Art. 209 - O agente fiscal que, em função do cargo exercido e que tenha 
conhecimento de infração da legislação tributária, deixar de lavrar e encaminhar o auto 
competente ou o funcionário que da mesma forma, deixar de lavrar a representação, será 
responsável pecuniariamente pelo prejuízo causado à Fazenda Municipal, desde que a 
omissão e responsabilidade sejam apurados no curso da prescrição. 

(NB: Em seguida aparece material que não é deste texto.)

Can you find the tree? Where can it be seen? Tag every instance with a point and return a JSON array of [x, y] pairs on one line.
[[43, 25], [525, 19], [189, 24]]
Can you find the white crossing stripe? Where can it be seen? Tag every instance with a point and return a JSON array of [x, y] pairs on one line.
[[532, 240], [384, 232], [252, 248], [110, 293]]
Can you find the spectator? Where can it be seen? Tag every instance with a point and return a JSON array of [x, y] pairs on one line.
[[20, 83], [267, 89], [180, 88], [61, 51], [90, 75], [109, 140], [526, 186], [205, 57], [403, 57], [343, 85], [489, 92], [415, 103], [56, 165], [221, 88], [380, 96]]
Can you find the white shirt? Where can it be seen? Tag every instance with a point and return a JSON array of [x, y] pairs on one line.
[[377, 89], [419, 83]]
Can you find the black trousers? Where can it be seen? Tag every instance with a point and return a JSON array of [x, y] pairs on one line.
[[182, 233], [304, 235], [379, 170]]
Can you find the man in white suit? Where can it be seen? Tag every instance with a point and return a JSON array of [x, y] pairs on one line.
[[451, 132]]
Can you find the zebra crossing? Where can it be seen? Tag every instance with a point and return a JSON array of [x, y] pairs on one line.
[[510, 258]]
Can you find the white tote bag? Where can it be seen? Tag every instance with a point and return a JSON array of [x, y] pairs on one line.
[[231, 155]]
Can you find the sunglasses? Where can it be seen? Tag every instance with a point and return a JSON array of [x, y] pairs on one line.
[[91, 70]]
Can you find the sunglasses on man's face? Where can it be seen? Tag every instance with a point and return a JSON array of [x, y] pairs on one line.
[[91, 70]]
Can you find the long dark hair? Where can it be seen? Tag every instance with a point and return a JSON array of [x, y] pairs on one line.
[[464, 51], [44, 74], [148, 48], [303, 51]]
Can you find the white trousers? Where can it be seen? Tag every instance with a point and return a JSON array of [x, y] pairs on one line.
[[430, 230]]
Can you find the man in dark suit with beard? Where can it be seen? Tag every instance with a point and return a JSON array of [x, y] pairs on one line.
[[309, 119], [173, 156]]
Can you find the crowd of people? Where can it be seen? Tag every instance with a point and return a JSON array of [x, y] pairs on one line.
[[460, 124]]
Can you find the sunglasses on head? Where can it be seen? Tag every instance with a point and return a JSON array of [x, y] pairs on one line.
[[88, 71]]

Parágrafo Único - A responsabilidade, no caso deste artigo, é pessoal e 
independente do cargo ou função exercidos, sem prejuízo de outras sanções administrativas e 
penais cabíveis à espécie. 
Art. 210 - Nos casos do artigo anterior, aos responsáveis serão punidos com o 
afastamento da função, por prazo a ser definido pela autoridade competente, com prejuízo na 
remuneração. 
Art. 211 - Não será de responsabilidade do servidor a omissão que resultar em 
não pagamento do tributo em razão de ordem superior, devidamente provada, ou quando não 
apurar a infração em face das limitações das tarefas que lhe tenham sido atribuídas pelo seu 
chefe imediato. 
CAPÍTULO VII 
DA CONSULTA 
Art. 212 - Ao contribuinte ou responsável é assegurado o direito de consulta 
sobre interpretação e aplicação da legislação tributária desde que protocolada antes da ação 
fiscal e em obediência às normas estabelecidas. 
Art. 213 - A consulta será dirigida ao responsável pela Fazenda Municipal, 
com apresentação clara e precisa do caso concreto e dos elementos indispensáveis ao 
atendimento da situação de fato, indicando os dispositivos legais aplicáveis e instruída, se 
necessário, com documentos. 
Art. 214 - A autoridade administrativa dará solução à consulta, no prazo de 15 
(quinze) dias, contados da data de sua apresentação, encaminhando o processo ao responsável 
pela Fazenda Municipal, que decidirá. 
Art. 215 - A resposta à consulta é de responsabilidade da administração, salvo 
se obtida mediante elementos inexatos da notificação pelo consulente. 
TITULO V 
DAS DISPOSIÇÕES GERAIS E TRANSITÓRIAS 
Art. 216 - Para os serviços municipais cuja natureza não comporte a cobrança 
de taxas, serão estabelecidos pelo Executivo preços públicos, não submetidos à disciplina 
jurídica dos tributos. 
§ 1º - O preço deve representar a retribuição a um serviço ou ao fornecimento 
de material pela Municipalidade, em caráter concorrente com o particular, constituindo-se em 
receita originária. 
§ 2º - O Executivo Municipal regulamentará através de Decreto e publicará 
relação dos preços fixados para os serviços a que se refere o caput deste artigo. 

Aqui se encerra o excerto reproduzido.